November 17, 2000
China announced Friday that it had eliminated "absolute poverty" but admitted hundreds of millions still faced grim living conditions. Under Beijing's definitions that means almost none across the vast country with a population of 1.13 billion has an annual income of less than 635 yuan (77 dollars). "At present, except for some 26 million disabled people or those living in extremely bad natural environment areas, we have succeeded in eliminating absolute poverty in the country," said Gao Hongbin, a leading poverty alleviation official, quoted by Xinhua news agency.
Only three percent of the rural population remained impoverished or living below the 635 yuan standard, making China's rural poverty rate the lowest among developing nations, Gao said.
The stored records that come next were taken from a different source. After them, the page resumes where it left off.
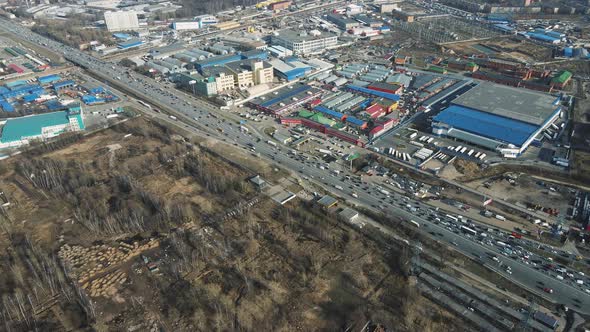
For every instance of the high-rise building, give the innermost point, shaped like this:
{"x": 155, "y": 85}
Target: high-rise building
{"x": 121, "y": 20}
{"x": 305, "y": 43}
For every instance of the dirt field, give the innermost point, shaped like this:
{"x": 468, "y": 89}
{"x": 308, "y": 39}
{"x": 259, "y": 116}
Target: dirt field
{"x": 152, "y": 232}
{"x": 508, "y": 48}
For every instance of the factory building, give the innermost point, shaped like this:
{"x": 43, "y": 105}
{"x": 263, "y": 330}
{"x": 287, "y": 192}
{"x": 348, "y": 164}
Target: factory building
{"x": 285, "y": 99}
{"x": 498, "y": 117}
{"x": 243, "y": 43}
{"x": 224, "y": 78}
{"x": 125, "y": 45}
{"x": 290, "y": 69}
{"x": 23, "y": 130}
{"x": 206, "y": 20}
{"x": 121, "y": 20}
{"x": 196, "y": 84}
{"x": 216, "y": 61}
{"x": 305, "y": 43}
{"x": 185, "y": 25}
{"x": 248, "y": 73}
{"x": 343, "y": 22}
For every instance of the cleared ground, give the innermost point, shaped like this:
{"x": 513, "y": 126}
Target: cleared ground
{"x": 151, "y": 231}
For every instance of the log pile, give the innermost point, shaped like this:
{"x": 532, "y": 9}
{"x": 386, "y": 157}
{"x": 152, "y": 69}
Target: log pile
{"x": 92, "y": 265}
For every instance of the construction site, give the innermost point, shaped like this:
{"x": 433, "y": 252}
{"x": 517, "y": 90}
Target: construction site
{"x": 446, "y": 29}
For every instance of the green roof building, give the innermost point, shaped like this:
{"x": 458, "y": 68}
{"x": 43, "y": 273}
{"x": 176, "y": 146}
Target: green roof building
{"x": 305, "y": 114}
{"x": 19, "y": 131}
{"x": 562, "y": 78}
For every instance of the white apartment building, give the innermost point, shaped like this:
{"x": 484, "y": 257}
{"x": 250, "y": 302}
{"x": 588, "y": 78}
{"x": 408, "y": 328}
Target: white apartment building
{"x": 302, "y": 43}
{"x": 121, "y": 20}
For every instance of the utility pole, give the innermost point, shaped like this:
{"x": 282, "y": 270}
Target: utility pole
{"x": 415, "y": 267}
{"x": 524, "y": 324}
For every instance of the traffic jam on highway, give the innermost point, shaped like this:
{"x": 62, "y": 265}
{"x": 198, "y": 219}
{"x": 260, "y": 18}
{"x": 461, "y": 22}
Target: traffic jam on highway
{"x": 504, "y": 252}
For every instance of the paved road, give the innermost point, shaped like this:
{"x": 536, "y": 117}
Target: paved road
{"x": 199, "y": 117}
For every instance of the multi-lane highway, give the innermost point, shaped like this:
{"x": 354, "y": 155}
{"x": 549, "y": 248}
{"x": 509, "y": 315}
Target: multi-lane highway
{"x": 200, "y": 117}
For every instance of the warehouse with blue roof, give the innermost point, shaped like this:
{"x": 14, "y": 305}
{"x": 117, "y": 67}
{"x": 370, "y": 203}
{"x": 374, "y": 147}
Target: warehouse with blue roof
{"x": 22, "y": 130}
{"x": 498, "y": 117}
{"x": 124, "y": 45}
{"x": 49, "y": 79}
{"x": 64, "y": 85}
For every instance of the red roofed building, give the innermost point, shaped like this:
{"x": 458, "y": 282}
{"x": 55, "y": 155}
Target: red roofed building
{"x": 376, "y": 131}
{"x": 315, "y": 102}
{"x": 16, "y": 68}
{"x": 375, "y": 111}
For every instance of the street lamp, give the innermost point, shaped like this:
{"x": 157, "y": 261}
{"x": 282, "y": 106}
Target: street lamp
{"x": 192, "y": 83}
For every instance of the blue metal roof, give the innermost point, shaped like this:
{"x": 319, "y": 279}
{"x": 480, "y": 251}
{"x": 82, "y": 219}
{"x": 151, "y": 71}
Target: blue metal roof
{"x": 541, "y": 36}
{"x": 48, "y": 79}
{"x": 486, "y": 124}
{"x": 30, "y": 98}
{"x": 129, "y": 43}
{"x": 329, "y": 112}
{"x": 255, "y": 54}
{"x": 63, "y": 84}
{"x": 284, "y": 96}
{"x": 23, "y": 90}
{"x": 504, "y": 27}
{"x": 391, "y": 96}
{"x": 355, "y": 121}
{"x": 30, "y": 126}
{"x": 6, "y": 106}
{"x": 217, "y": 61}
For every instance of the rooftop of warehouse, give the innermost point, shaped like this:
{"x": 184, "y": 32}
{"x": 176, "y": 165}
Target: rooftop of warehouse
{"x": 28, "y": 126}
{"x": 245, "y": 65}
{"x": 513, "y": 103}
{"x": 562, "y": 77}
{"x": 298, "y": 36}
{"x": 130, "y": 42}
{"x": 219, "y": 59}
{"x": 215, "y": 71}
{"x": 487, "y": 125}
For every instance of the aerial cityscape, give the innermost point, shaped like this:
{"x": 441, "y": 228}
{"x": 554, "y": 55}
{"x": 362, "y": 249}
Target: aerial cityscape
{"x": 295, "y": 165}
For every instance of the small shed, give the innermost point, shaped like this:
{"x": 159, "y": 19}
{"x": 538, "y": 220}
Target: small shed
{"x": 258, "y": 182}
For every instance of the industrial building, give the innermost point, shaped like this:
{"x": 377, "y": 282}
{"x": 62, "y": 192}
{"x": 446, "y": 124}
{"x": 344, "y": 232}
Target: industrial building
{"x": 285, "y": 99}
{"x": 224, "y": 78}
{"x": 498, "y": 117}
{"x": 197, "y": 84}
{"x": 248, "y": 73}
{"x": 216, "y": 61}
{"x": 21, "y": 131}
{"x": 290, "y": 69}
{"x": 185, "y": 25}
{"x": 304, "y": 42}
{"x": 121, "y": 20}
{"x": 125, "y": 45}
{"x": 342, "y": 22}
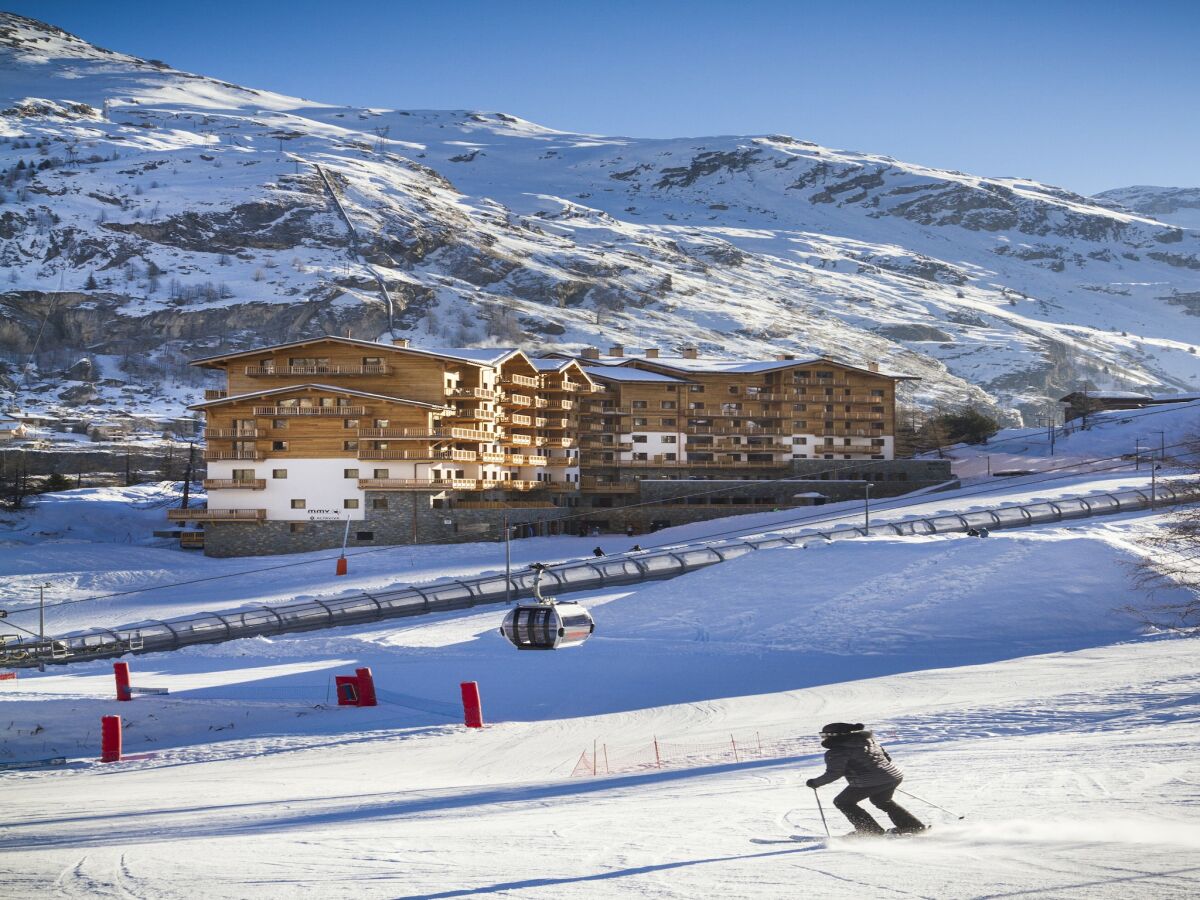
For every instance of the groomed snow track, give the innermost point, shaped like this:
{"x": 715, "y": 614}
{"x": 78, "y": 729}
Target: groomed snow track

He maintained an annual income of 635 yuan, or 22 US cents a day, was enough money in rural China to enjoy basic necessities, "that is, to have enough to eat and wear and to have a place to dwell." But the United Nations and other international organizations such as the World Bank usually define the poverty threshhold as an income of one dollar a day or less.
Rural per capita income among China's 870 million rural residents in 1999 was 2,210 yuan, or some 75 US cents a day, according to the national bureau of statistics. According to the UN Development Program, China's poverty alleviation strategy only applies to the rural population and so far there is no cohesive central government program aimed at alleviating urban poverty. In 1994, the central government mandated that poverty be eradicated by the year 2000, and through "hard work and huge investment" the government had succeeded, Gao said. "This is the first time in history for China to solve the food and clothing problem for all its citizens on the whole, it is a marvelous achievement and of great epoch making meanings," he chimed.
The Chinese government spent 24.8 billion yuan (3 billion dollars) on poverty alleviation in 1999, 30 times more than in 1980, the official said. "Eliminating absolute poverty on the whole doesn't mean that China's battle against poverty has come to an end... China will have to cover an even longer way to ultimately delete poverty within its territory," Xinhua said.